Jade is a character who, in some ways, represents "everywoman" to whom readers can relate. She has some amazing talents, including a sixth sense that defies logic, and a charming, engaging personality. At the same time, she exhibits some flaws that make her all too human. From her strong bond with friends to her struggle against temptation, Jade is someone many of us see in ourselves. At the same time, she has some unforgettable traits -- from her flaming red hair to her deep knowledge of Russian culture -- that put her in the annals of fiction literature's great heroines. I'm looking forward to reading more about Jade in the upcoming Dragon Gate and many sequels to come.

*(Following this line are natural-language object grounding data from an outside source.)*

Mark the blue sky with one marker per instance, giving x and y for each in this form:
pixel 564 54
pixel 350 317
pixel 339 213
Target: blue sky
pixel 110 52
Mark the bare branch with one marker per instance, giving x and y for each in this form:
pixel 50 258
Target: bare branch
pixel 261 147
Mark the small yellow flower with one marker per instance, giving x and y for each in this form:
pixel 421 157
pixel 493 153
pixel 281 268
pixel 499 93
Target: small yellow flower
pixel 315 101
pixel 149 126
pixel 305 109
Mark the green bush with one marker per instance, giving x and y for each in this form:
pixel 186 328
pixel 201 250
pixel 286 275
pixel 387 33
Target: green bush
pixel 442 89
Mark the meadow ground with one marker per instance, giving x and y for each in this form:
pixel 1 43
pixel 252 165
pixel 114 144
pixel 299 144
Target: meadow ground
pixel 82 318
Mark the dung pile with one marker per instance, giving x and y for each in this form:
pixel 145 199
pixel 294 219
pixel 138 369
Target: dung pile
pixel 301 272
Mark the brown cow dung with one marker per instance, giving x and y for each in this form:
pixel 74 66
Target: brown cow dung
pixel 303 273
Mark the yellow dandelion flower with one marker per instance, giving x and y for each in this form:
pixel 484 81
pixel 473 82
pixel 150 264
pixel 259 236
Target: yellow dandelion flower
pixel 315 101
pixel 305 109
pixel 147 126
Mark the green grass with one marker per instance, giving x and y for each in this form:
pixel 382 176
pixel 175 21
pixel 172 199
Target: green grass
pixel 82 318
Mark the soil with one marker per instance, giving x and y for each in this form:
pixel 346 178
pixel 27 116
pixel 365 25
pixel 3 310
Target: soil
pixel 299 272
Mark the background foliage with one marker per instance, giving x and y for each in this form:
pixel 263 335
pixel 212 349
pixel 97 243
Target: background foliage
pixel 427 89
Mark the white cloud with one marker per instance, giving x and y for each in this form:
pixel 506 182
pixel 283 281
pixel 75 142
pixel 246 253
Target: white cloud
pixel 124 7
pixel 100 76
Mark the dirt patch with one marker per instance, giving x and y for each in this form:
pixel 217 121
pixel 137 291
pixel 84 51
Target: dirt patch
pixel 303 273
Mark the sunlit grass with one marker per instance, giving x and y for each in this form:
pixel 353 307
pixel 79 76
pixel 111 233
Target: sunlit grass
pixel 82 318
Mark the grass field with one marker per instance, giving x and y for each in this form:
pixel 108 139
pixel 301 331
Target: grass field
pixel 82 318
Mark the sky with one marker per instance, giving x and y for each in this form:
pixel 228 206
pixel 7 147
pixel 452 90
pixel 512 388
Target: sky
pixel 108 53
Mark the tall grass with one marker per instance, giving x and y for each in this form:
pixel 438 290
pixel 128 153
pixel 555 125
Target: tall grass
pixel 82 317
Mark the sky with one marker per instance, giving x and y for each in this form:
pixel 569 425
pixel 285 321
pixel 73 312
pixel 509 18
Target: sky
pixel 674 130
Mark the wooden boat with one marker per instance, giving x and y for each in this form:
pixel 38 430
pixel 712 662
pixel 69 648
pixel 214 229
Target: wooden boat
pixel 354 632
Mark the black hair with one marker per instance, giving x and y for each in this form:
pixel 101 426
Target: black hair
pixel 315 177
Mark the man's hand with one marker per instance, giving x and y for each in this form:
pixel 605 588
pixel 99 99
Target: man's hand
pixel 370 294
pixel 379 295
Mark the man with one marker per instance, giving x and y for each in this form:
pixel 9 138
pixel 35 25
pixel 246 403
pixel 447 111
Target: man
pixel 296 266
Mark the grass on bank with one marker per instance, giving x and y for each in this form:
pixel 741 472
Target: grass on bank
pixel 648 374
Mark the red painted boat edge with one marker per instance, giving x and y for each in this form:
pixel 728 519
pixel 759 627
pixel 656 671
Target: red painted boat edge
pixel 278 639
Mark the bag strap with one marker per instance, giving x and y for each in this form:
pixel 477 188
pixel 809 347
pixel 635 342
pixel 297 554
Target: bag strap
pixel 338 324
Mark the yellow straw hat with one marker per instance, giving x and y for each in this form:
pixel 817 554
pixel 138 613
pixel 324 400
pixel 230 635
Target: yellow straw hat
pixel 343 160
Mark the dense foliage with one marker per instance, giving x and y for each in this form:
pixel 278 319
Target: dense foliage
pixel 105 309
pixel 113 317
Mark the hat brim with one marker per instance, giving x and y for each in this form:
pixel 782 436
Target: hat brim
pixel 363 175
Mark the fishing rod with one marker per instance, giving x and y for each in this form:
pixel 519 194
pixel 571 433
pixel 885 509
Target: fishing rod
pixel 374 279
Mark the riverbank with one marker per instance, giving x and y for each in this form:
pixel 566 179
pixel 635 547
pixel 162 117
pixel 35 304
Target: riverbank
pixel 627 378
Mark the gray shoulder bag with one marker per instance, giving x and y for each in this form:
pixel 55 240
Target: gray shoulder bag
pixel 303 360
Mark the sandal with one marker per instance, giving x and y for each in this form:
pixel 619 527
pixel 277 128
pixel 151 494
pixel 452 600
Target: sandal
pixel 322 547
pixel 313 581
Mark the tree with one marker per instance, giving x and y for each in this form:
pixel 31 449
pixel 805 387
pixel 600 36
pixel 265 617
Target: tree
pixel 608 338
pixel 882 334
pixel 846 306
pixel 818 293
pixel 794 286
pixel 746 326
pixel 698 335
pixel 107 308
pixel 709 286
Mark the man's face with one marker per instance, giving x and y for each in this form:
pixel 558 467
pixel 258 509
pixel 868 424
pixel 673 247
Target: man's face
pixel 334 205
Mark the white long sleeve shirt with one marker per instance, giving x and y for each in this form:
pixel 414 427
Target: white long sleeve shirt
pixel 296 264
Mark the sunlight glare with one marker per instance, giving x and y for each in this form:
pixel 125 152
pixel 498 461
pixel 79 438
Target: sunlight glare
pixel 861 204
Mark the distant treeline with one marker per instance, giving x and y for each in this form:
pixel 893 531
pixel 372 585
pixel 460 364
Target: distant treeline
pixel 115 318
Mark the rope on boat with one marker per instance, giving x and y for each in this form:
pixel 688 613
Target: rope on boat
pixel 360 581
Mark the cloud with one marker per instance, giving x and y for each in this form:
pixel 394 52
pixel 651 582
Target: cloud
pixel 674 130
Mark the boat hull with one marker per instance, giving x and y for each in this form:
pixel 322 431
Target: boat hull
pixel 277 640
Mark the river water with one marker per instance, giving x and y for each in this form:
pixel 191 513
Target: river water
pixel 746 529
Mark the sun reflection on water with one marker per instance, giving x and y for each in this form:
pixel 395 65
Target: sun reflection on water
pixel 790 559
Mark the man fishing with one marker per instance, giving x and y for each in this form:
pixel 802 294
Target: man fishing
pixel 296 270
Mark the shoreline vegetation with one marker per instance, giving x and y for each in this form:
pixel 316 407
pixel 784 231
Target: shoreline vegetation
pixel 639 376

As someone with a keen interest in international affairs, I was happy to read the author's unique portrayal of Russia, and in particular, Russian intelligence. So many western novels since the days of the Soviet Union have painted Mother Russia and the "Russians" as a nemesis, a stereotype that has continued, albeit muted, since the fall of the U.S.S.R. in 1991. Her account is a refreshing look at Russia today and a rare positive portrayal of the Russian authorities. While the truth may be different than her depiction, I give her high marks for originality. For Western audiences, it's a new take on an old storyline usually reserved for Russia's former Cold War foes. Her deep appreciation of Russian culture is apparent in her writing and translates well to readers. Lada does an excellent job navigating a subject that can be easily politicized -- Russian politics - in a disarming way. Those with an eye for fashion will enjoy the exquisite descriptions of the trappings of European royalty.

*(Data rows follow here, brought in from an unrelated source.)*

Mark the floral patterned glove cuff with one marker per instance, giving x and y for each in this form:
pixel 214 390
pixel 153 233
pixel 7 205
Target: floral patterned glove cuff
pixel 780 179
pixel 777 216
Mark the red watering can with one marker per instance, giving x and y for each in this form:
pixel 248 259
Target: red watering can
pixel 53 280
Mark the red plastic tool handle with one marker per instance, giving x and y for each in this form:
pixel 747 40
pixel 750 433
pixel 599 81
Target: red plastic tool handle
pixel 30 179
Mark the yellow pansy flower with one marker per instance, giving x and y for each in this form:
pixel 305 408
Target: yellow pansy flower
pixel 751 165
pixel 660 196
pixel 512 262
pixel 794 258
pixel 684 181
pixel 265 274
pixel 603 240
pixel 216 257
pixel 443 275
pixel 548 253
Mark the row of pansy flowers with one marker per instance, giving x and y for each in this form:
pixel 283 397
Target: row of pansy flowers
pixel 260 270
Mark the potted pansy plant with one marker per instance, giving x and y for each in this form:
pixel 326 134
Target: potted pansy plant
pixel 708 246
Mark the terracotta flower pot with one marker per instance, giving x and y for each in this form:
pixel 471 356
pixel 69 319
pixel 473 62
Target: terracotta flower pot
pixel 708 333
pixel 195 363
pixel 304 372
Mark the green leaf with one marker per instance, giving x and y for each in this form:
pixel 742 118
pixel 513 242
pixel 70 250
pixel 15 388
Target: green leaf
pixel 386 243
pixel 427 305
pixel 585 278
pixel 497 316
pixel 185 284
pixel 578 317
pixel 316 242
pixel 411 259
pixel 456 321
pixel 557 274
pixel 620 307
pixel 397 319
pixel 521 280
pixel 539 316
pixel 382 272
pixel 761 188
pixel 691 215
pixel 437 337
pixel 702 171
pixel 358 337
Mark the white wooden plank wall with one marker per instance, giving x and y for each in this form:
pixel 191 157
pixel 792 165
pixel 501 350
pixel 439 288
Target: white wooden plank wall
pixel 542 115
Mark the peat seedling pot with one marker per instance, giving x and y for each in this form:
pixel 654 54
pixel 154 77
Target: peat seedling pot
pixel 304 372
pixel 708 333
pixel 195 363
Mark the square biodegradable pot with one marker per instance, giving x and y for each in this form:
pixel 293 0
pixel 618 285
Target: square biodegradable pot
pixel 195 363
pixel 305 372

I give Gold Train 5 stars overall. The novel includes all the elements of a novice spy-thriller masterpiece, from smart writing to a crisp plot that moves along with action and ties up loose ends, great plot twists, memorable characters, good dialogue, and fabulous descriptions. That said, it doesn't achieve the threshold of greatness reserved for classic spy thrillers written by John LeCarré, Frederick Forsyth, and others. Perhaps, in time and another book, Jade will rise to the level of a Kay Scarpetta or Kinsey Millhone. I would have liked to see more development of secondary characters such as Jade's husband Paul and Svetlana, a woman in Moscow who draws Jade into the Gold Train mystery. At times I questioned Jade's judgment and found myself mumbling that I would not have made the same choices she did. I remembered, however, that she made her choices in character - she is Jade and I am not. I enjoyed the symbolism of the book, including the allusions to her fate, although the mildly paranormal aspect of the story diminished the realism of the book. A simple cat and dog whisperer would have sufficed over telepathy. I found no grammatical errors in the second edition of the book mentioned by earlier reviewers.
All in all, Gold Train is an excellent read. I recommend it to anyone who is looking for an entertaining thriller featuring a memorable character by someone who's an up-and-coming novelist. Read the book, and then follow with the other Jade Snow adventures before her next story comes out in 2012. You'll be thrilled you got to know Jade.
Disclaimer: Lada is a colleague and a friend. I am honored to have been invited to join the Gold Train Blog Tour and hope that my review of the book is an honest look at her work.